Mike Golding has developed a multimedia practice through artworks that challenge photographic realism. His work is concerned with our relationship to the past creating and reworking photographs of historical sites and extant photographic material. In doing so Golding undermines the certainty of what was photographed by manipulating, removing, replacing and animating objects.
Photographic realism is related to social, political and psychological formation. The indexicality of the photographic image and its association with truth has been key within realist practices, and also plays a role in how we think of the past, being seen as proof and remembrance in both the official archive and the family album.
What we consider to be the proof of the past, be it site, artefact or photograph, has been reworked through the application of digital technologies to the photographic image. In this way, the past has been metaphorically re-imagined, a strategy that subverts both official histories and personal memory. For his solo show at the Digital Arts Gallery Golding presenting four key works:
Thin Air 2005. Golding photographed mirrors in a variety of historic English houses and then digitally removed his reflection - effectively rendering the camera and photographer invisible and erasing their viewpoint.

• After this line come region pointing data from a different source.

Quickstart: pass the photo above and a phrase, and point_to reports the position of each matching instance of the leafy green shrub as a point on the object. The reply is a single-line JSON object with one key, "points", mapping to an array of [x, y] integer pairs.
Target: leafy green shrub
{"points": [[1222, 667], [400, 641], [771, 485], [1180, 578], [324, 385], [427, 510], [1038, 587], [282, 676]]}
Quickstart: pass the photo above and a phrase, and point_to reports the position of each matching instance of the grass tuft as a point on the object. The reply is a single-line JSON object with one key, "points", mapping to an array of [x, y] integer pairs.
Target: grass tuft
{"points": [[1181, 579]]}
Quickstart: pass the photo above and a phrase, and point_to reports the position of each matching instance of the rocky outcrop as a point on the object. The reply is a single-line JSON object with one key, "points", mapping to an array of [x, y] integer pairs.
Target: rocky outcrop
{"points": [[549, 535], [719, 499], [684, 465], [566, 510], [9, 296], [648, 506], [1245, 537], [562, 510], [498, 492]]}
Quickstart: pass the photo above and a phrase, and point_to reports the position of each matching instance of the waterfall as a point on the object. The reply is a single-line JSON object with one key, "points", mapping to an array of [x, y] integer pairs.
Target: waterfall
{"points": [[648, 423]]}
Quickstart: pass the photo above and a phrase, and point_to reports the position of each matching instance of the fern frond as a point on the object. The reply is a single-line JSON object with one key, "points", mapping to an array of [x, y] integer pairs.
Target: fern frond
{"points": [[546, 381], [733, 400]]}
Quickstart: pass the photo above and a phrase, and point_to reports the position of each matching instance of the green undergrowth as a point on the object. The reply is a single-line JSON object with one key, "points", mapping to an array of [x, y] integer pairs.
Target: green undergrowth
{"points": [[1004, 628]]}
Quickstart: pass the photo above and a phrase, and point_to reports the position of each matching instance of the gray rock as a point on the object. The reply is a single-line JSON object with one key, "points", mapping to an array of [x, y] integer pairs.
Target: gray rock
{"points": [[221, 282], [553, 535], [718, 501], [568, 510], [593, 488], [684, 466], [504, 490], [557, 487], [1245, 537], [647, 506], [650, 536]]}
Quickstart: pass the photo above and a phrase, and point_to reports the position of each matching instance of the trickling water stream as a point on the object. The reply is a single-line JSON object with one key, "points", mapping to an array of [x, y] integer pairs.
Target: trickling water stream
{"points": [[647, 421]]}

Cabinet 2003. is a 10 monitor video installation. Objects on display at Wallington historic house were moved and animated to disrupt and undermine their authority as “proof” of history or status.

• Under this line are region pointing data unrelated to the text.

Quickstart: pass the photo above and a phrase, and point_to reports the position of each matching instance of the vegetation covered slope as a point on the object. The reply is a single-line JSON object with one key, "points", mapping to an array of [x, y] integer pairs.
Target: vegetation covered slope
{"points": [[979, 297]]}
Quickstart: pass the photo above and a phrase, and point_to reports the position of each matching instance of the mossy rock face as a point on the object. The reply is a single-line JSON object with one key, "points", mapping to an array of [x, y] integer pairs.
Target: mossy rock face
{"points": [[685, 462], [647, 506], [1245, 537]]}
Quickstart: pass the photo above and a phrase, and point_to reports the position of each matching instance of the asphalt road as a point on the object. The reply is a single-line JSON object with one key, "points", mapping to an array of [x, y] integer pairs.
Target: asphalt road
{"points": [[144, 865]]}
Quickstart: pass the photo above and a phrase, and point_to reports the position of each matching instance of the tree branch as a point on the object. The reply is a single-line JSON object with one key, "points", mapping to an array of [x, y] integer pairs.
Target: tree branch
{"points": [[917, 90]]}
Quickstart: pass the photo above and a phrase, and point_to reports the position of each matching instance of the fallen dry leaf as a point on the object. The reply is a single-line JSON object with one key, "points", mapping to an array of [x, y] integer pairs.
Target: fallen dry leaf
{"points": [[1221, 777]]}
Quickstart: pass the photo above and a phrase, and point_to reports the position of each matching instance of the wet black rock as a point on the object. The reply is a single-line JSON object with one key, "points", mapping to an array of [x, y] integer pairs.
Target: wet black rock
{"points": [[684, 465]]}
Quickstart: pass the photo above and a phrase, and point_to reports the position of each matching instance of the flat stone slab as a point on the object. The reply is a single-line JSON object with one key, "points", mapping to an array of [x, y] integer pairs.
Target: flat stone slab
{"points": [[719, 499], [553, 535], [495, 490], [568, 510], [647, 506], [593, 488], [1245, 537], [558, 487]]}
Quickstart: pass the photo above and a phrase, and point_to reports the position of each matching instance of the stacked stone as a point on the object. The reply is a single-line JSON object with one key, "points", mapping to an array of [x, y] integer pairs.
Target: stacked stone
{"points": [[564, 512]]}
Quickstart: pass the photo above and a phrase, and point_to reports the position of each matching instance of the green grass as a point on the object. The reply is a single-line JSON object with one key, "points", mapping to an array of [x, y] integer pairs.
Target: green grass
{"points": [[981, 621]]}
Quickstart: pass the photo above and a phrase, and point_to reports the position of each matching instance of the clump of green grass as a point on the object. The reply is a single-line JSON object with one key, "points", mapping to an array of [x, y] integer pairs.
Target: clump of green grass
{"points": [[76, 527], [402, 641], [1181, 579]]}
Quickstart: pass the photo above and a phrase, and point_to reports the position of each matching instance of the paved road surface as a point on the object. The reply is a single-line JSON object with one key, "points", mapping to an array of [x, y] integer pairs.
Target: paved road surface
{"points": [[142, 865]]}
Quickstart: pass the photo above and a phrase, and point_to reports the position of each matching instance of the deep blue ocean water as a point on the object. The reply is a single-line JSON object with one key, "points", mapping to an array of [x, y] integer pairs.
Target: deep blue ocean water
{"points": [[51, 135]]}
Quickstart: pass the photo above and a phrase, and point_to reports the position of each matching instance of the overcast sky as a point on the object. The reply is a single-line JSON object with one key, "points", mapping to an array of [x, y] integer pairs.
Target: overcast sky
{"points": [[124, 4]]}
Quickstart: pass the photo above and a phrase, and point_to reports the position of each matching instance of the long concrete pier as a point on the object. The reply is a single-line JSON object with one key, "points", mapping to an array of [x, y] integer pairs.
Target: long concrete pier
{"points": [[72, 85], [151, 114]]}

Mimic 2006-07. In Mimic, Golding creates alternative narratives from the material of the past by altering negatives taken by his father in the 1960’s. Golding digitally substitutes the faces of women his father photographed for his own portrait as a boy.
Signal 2006. is a digitally altered photograph of Golding’s father, aged 18, in his army uniform. The image is accompanied by an audio track taken from a found recording of his father’s voice.